TL;DR — DeepSeek ships an Anthropic-compatible API endpoint that lets Claude Code treat DeepSeek V4 Pro like a drop-in replacement for Claude Opus. The setup is eight environment variables, and it works — including tool calling, sub-agent spawning, and native web search. At $0.435/M input tokens (permanent price after the initial launch promo), it’s roughly 4–17× cheaper than Claude Opus 4.7. This is a practical guide based on a real setup we run daily.
Why This Matters
Claude Code is Anthropic’s terminal-based AI coding agent. It reads your codebase, runs bash commands, spawns sub-agents, and writes edits — all through Anthropic’s API. The problem: it only speaks Anthropic’s message format. You can’t point it at OpenAI, Gemini, or a local Ollama instance without a translation layer.
DeepSeek solved this the obvious way: they built an Anthropic-compatible API endpoint at https://api.deepseek.com/anthropic and documented the Claude Code integration on day one. No proxy, no wrapper, no SDK fork. Just environment variables.
We’ve been running this setup in production — managing a multi-project workspace with six active sub-projects, MCP servers, and daily coding sessions. Here’s what works, what doesn’t, and the exact configuration.
Step 1: Get a DeepSeek API Key
Sign up at platform.deepseek.com and create an API key. DeepSeek uses prepaid balance — top up what you need, no subscription.
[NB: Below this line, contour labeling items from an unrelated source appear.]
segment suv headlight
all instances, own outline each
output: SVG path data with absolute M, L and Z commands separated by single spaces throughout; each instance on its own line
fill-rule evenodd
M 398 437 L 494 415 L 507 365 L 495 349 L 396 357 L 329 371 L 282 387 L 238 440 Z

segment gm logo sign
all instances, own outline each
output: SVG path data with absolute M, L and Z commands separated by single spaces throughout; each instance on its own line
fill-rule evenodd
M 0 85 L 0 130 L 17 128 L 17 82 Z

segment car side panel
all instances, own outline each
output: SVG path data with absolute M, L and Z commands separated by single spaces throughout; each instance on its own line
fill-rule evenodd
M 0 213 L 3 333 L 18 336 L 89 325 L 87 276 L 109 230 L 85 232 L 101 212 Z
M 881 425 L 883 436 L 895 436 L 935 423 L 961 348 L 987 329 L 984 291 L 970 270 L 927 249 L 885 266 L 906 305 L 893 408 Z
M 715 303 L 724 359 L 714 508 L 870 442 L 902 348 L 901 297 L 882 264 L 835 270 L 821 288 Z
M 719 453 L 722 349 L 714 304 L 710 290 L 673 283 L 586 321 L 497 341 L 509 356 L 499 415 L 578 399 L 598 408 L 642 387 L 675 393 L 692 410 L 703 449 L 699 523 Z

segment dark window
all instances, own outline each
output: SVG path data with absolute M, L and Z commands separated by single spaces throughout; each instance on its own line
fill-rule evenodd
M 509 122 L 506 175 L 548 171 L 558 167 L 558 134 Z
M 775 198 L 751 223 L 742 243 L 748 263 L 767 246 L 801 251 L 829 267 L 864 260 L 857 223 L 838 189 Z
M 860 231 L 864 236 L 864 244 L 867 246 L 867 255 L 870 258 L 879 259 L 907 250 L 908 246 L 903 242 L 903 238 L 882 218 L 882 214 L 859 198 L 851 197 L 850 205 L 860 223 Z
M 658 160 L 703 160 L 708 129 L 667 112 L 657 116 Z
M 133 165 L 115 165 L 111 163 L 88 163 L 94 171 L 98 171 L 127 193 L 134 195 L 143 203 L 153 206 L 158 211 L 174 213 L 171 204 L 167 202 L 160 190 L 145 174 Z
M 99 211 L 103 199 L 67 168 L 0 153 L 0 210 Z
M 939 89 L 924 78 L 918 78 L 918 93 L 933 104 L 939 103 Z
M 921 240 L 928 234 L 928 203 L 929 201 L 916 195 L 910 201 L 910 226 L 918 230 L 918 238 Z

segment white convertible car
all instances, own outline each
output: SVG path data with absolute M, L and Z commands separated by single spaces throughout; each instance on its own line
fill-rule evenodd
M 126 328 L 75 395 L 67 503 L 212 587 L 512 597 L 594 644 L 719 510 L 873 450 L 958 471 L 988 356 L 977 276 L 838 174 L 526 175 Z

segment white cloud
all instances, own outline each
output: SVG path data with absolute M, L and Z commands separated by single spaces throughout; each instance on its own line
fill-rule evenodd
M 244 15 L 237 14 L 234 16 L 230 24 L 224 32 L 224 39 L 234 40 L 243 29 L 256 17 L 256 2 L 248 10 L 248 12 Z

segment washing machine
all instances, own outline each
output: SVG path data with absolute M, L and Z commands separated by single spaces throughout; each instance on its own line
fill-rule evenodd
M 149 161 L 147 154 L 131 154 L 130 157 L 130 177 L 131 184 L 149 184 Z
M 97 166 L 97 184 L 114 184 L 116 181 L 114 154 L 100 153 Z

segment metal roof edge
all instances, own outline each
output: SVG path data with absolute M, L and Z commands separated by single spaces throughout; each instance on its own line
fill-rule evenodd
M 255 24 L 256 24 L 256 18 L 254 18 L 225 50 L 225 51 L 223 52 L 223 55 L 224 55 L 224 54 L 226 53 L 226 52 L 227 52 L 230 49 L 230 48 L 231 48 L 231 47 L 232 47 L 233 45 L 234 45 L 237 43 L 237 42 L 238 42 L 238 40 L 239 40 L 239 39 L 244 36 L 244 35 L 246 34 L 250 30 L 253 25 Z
Two models matter for Claude Code:
| Model | Role | Context | Max Output | Input (cache miss) | Output |
|---|---|---|---|---|---|
deepseek-v4-pro |
Heavy reasoning, main agent | 1M tokens | 384K | $0.435/M | $0.87/M |
deepseek-v4-flash |
Sub-agents, fast tasks | 1M tokens | 384K | $0.14/M | $0.28/M |
After the initial launch promotion ends (2026-05-31), DeepSeek permanently adjusts the official price to 1/4 of the original — so $0.435/M input becomes the new normal, not a temporary deal. That’s still 34× cheaper than Claude Opus 4.7 ($15/M input, ~$75/M output) on input tokens. V4 Flash stays as-is.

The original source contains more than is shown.